Original Medicare: What it Does and Doesn’t Cover

Original Medicare includes two parts: A and B. The reason it is called Original Medicare is that Parts A and B used to be the only Medicare coverage available until they added Part C (Medicare Advantage) and Part D (prescription drugs) later on.

Medicare Part A helps pay for medically necessary care that requires a stay in the hospital or at a skilled nursing facility. It also covers hospice care for the terminally ill and some skilled home health care.

Medicare Part A is free if you or your spouse have paid into Social Security for 10 or more years. However, it does come with a deductible per hospital stay for each “benefit period.” This period begins when you are admitted to the hospital and ends when you have been out of the hospital for 60 days in a row. After that, what you pay changes depending on the length of your stay.

Length of Hospital Stay You Pay
Days 1-60 $1,316 deductible, then nothing
Days 61-90 $329 per day
Days 91-150 $658 per day (this will only be paid for once in your lifetime)
After 150 Days The full cost of your hospital stay
No limit on out-of-pocket costs

Medicare Part B helps pay for medical care, including doctor office visits, lab tests and screenings, and some skilled nursing care at home, as well as the doctor services you receive when you are in the hospital.

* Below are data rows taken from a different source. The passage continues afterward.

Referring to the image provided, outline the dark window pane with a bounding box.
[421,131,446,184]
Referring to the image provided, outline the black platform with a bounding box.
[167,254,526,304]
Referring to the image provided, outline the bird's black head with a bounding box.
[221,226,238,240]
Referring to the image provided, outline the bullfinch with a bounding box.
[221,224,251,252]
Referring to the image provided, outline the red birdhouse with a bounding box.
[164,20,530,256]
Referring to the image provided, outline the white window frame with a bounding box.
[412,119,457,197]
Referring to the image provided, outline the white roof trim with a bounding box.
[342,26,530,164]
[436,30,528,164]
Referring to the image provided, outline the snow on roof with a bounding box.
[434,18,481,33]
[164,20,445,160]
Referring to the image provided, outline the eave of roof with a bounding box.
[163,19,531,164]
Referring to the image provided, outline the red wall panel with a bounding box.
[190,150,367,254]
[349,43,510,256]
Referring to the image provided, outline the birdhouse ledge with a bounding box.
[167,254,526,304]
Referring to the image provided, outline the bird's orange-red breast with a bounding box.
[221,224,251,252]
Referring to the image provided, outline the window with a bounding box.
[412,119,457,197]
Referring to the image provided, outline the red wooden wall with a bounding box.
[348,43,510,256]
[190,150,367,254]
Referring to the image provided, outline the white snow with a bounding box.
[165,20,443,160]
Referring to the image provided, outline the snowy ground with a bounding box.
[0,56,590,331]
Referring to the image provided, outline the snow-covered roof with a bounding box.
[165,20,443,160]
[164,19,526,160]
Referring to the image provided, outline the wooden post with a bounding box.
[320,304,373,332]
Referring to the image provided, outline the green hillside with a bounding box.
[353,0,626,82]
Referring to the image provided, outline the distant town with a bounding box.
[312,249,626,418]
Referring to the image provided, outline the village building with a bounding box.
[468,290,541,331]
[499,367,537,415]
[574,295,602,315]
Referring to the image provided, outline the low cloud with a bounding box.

Medicare Part B comes with a small deductible. You must also pay a monthly premium for Part B, which increases based on your income.

Medicare Pays You Pay
80% of medical care costs (once deductible is met) $183 Deductible
$134 monthly premium*
100% of the cost of prescription drugs
20% of all medical care
No limit on out-of-pocket costs

*Can vary based on income and potentially how long you’ve been enrolled in the Medicare program.